Devrais-je la faire entrer ? Il hésita.
Mon existence a dû être un coup dur pour sa foi ; je lui ai permis de voir le monde avec lucidité à nouveau. Mais avez-vous le droit d'agir ainsi ? Qu'apporterez-vous à ce cœur pur ? Mon monde est sombre, et vous et elle venez de mondes totalement différents.

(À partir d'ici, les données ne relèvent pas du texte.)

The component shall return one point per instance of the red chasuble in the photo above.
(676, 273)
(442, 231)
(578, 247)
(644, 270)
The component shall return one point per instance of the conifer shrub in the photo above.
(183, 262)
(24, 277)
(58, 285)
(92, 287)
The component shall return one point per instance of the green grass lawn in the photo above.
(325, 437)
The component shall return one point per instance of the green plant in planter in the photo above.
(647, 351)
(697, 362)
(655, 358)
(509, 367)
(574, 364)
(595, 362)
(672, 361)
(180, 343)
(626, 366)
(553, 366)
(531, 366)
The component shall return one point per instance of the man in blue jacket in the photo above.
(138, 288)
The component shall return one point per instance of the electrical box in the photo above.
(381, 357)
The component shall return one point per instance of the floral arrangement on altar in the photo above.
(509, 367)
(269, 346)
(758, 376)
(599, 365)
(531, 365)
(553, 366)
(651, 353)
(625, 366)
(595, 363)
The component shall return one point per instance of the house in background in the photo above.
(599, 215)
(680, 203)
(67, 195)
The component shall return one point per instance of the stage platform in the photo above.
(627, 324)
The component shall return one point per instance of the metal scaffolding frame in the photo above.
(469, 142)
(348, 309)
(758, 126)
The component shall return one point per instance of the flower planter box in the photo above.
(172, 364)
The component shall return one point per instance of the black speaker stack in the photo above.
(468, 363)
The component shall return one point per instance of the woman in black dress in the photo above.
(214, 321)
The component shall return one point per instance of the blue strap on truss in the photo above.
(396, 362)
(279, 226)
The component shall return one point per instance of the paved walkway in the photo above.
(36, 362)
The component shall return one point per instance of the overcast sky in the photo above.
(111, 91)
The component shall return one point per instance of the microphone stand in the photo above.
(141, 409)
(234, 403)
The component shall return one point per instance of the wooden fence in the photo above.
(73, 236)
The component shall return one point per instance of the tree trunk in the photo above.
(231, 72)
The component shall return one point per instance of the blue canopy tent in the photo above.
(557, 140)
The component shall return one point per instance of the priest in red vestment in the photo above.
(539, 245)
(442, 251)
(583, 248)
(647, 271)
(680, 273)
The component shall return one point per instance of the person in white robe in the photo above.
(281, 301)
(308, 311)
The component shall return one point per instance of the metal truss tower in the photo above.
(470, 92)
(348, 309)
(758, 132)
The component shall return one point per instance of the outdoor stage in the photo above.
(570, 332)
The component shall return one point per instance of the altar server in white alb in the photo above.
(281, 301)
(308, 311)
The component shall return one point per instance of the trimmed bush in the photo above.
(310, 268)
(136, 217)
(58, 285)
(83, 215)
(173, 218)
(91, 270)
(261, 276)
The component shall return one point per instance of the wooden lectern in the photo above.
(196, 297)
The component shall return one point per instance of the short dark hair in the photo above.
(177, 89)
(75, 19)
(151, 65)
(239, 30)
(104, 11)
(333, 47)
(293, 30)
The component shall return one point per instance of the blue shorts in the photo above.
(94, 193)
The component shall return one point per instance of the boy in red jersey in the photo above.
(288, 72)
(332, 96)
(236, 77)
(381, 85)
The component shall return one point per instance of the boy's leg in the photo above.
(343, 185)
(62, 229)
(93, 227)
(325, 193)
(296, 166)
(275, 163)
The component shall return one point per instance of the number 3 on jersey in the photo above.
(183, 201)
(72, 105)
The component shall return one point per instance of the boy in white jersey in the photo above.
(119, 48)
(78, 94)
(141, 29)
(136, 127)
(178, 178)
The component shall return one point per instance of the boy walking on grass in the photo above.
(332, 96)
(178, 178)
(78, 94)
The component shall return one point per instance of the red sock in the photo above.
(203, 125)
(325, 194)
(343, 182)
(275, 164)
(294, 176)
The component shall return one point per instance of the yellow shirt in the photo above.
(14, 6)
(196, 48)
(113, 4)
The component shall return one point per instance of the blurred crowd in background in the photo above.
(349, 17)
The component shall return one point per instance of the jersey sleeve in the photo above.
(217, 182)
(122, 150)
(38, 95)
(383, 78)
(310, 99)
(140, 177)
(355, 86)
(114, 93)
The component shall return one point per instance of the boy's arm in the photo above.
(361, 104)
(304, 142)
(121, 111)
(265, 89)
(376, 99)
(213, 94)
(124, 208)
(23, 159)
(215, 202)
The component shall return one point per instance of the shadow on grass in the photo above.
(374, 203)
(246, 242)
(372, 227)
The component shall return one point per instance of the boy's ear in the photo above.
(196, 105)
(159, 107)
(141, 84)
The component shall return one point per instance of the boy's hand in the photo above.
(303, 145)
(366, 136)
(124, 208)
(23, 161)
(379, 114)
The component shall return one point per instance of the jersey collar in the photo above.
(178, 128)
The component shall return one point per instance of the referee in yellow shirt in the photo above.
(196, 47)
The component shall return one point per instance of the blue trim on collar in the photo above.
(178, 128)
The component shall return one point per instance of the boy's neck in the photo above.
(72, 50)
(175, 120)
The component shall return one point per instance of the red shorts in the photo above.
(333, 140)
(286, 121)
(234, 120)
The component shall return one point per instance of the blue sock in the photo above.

Pouvez-vous supporter que quelques mots suffisent à priver à jamais de lumière cette personne, qui devrait vivre heureuse ?
« Qu'est-ce qui ne va pas ? » demanda-t-elle.
Il sortit de sa rêverie et la vit le fixer avec curiosité. Que faire ? Je lui ai pourtant demandé plusieurs fois de ne pas s'en mêler, mais cela a eu l'effet inverse, attisant encore davantage sa curiosité. Ce n'est certainement pas à cause du danger qu'elle court ; elle n'a pas conscience de la gravité de la situation.
«
Êtes-vous sûre de vouloir continuer
? Cette affaire vous échappe désormais. Une fois impliquée, il vous sera peut-être impossible de faire marche arrière. Le moment est venu de vous retirer
», lui dit Zheng Zhihao.
« J’ai dit que je ne céderais pas », déclara Li Hong d’un ton grave. « Tu vas te rétracter maintenant ? Tu avais dit que tu me dirais tout. » Il la vit froncer les sourcils. Ses sourcils, bien que non épilés avec soin, étaient parfaitement proportionnés et d’une forme magnifique…
Soudain, il réalisa qu'il ne pensait pas à la façon de lui annoncer la nouvelle, mais plutôt à toutes sortes de choses sans rapport. Cela le gêna un peu, comme un campagnard qui n'avait jamais vu de jolie femme auparavant.
Il toussa légèrement : « D'accord, je vais tout vous dire, mais ce sera plus rapide si on creuse et qu'on parle en même temps. »
« Pouvez-vous d'abord me dire comment vous saviez qu'il y avait un corps là ? Pas un corps humain ? »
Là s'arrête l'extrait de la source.